Jesus didn't ask the man if he wanted to be healed. He asked him if he wanted to be well (healing is a byproduct of wholeness). By making this man whole, Jesus was giving him an entire new position in life, one where he would no longer have to resort to begging. Jesus knew that making him well would cost him something and was he willing to walk away from a life he knew well for something far better. Often times we take the incredibly gracious acts of Jesus in our life for granted. We sacrifice wellness on the altar of selfishness.


After the man was healed, we later learn in verse 14 that Jesus has a second encounter with him at the temple. Jesus says this (lean in, folks), "Now you are well; so stop sinning, or something even worse may happen to you." In case y'all didn't know, Jesus don't play. The correlation between being well and not sinning should be a sign to us that wholeness can't happen if sin still secretly hides out in us. Sin makes us sick, period.

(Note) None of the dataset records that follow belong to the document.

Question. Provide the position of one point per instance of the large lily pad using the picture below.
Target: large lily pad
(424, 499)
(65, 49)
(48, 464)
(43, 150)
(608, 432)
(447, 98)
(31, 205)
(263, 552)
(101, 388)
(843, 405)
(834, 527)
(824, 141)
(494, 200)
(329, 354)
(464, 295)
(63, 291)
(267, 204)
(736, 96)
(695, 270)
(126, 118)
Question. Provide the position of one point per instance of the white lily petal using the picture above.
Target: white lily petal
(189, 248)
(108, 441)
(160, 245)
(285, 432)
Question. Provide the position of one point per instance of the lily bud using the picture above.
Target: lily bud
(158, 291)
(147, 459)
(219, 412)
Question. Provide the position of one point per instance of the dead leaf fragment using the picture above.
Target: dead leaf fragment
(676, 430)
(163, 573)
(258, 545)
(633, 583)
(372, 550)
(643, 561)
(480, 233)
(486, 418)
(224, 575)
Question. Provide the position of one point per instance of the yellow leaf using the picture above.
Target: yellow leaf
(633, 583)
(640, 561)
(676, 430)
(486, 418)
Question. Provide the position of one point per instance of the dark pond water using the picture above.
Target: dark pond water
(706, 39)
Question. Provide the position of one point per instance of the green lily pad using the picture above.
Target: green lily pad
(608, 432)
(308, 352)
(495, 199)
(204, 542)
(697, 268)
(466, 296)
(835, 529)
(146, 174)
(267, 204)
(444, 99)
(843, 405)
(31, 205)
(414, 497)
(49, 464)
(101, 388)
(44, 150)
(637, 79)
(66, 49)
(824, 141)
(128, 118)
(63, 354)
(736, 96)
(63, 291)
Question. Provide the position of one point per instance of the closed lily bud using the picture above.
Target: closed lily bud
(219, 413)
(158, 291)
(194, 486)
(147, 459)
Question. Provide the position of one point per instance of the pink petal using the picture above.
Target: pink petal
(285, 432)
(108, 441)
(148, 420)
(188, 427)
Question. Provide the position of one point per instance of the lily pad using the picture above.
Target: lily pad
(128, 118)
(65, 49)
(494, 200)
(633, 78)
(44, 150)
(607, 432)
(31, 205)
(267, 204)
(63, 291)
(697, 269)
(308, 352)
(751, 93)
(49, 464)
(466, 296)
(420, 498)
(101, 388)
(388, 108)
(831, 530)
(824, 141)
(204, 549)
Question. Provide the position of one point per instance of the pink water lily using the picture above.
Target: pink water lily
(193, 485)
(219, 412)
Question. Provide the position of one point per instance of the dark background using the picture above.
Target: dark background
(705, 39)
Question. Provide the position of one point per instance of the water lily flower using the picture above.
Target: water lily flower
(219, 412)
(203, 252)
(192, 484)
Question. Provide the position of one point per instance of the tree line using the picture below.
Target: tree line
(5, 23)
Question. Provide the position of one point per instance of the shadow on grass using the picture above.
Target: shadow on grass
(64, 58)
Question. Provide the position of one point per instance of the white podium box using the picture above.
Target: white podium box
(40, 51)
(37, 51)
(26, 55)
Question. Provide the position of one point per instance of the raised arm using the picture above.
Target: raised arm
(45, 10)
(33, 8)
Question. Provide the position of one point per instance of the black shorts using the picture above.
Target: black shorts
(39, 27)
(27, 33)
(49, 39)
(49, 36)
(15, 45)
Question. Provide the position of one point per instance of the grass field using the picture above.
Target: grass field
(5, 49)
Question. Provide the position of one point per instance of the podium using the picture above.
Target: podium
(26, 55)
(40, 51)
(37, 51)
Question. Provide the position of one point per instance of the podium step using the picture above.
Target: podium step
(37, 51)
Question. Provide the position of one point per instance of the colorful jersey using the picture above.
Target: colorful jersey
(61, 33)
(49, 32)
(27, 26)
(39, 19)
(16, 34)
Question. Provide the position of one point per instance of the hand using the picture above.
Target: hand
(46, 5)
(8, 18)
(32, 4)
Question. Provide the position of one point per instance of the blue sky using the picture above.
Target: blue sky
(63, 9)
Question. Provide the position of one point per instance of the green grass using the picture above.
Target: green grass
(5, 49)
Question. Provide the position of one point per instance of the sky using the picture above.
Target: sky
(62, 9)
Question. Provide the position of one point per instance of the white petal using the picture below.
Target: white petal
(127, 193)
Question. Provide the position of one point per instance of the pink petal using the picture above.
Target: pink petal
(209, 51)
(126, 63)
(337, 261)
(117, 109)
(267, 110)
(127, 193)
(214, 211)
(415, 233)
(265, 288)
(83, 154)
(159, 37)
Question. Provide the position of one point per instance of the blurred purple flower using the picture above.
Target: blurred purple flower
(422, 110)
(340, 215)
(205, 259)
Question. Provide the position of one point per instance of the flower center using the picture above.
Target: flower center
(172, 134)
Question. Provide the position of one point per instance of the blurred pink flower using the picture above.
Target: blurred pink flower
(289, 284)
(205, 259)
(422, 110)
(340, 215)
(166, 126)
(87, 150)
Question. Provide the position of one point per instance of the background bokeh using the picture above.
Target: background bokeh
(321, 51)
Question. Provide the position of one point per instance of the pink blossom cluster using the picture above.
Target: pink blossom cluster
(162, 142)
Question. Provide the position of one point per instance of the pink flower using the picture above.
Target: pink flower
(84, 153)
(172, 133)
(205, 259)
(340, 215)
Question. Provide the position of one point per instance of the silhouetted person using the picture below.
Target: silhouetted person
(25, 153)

This man was broken on the outside but even more so on the inside. I believe Jesus was saying, "I took the time to come to you and to free you (on the Sabbath--an entire different rabbit trail), don't become a slave to sin again....or else it may be worse for you." Maybe, Jesus was referencing his eternity. What could be worse than being paralyzed? Blind? Deaf? What I do know is that I wouldn't want to intentionally test Jesus to find out. Amen? See Jesus' desire for all of us is wellness on the inside. Wellness on the inside flows to the outside and the benefits are a better life...a life lived to the full (John 10:10).

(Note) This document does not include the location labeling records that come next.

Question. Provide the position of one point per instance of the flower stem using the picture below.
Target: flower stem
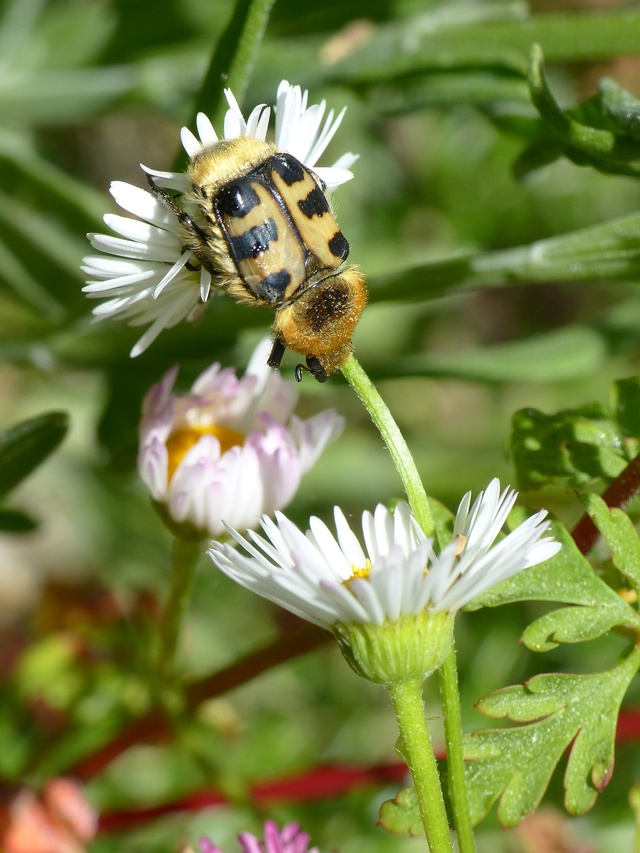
(455, 760)
(417, 751)
(185, 555)
(400, 453)
(234, 57)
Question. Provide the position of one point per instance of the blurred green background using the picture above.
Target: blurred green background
(473, 315)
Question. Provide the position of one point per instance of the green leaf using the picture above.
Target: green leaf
(15, 521)
(402, 814)
(561, 712)
(575, 625)
(27, 445)
(620, 106)
(626, 404)
(599, 253)
(573, 447)
(585, 144)
(560, 354)
(467, 38)
(567, 578)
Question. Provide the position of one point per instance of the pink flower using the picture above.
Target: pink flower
(230, 450)
(290, 840)
(59, 821)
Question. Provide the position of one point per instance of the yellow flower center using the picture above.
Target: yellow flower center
(182, 440)
(357, 572)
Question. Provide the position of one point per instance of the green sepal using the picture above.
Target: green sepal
(413, 646)
(560, 712)
(27, 445)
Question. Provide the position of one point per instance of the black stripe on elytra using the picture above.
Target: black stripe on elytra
(290, 170)
(339, 245)
(254, 241)
(315, 204)
(274, 285)
(236, 199)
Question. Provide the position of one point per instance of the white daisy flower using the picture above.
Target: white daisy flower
(144, 272)
(231, 449)
(332, 579)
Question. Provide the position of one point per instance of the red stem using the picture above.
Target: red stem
(155, 726)
(619, 494)
(321, 783)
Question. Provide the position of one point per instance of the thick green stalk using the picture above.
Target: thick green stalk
(233, 60)
(450, 695)
(397, 446)
(186, 553)
(417, 751)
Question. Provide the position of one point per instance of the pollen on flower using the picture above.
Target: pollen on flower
(358, 573)
(182, 440)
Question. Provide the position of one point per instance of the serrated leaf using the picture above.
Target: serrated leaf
(620, 535)
(576, 712)
(570, 578)
(575, 625)
(402, 814)
(567, 578)
(572, 447)
(28, 444)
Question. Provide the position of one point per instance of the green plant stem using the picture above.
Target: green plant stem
(455, 760)
(400, 453)
(235, 55)
(417, 751)
(185, 555)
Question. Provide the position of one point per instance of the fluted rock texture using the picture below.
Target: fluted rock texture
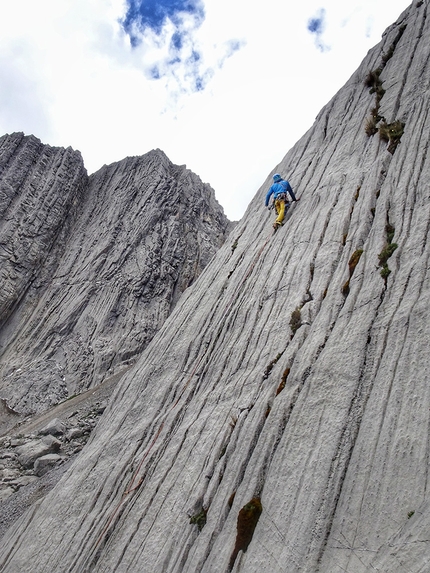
(91, 266)
(292, 371)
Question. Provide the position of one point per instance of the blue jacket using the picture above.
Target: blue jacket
(278, 188)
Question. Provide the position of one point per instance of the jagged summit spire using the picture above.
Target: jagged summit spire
(293, 372)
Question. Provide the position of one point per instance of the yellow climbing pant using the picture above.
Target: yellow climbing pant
(280, 210)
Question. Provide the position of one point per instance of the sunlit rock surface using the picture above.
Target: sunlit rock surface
(91, 267)
(325, 421)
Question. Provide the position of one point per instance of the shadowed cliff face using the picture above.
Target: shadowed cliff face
(91, 267)
(326, 423)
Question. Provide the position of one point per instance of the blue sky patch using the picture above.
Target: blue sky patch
(316, 26)
(143, 14)
(167, 33)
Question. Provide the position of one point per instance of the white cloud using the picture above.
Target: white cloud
(69, 75)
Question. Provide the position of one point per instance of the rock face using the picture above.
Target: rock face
(294, 371)
(91, 267)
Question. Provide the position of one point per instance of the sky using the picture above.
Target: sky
(225, 87)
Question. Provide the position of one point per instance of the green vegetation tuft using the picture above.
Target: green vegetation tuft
(246, 523)
(295, 320)
(387, 251)
(283, 381)
(392, 133)
(352, 263)
(199, 519)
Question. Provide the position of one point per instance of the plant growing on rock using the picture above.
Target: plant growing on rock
(352, 263)
(199, 519)
(246, 523)
(283, 381)
(387, 251)
(296, 320)
(392, 133)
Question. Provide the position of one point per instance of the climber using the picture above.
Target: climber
(280, 188)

Are you willing to give up the ways of the world for something better? Because if you are, it means walking away from your old habits into something new. And that something new will require your intentional effort. Jesus invites us into a better way of life and yet some of us are holding onto some old ways because we fear the letting go. Denying your flesh will cost you something but what you gain is so much greater.


He came for the sick; so, that means He came for me and you, too. Are you ready to heal from the hurt of your past? Are you ready to live a life set apart? Are you ready to sideline your sin? Are you ready to recognize your bondage and realize your breakthrough? Are you sick and tired of being sick and tired? Are you finally ready to rise up out of your grave and run?


If so, He's looking at you saying...Do you want to get well?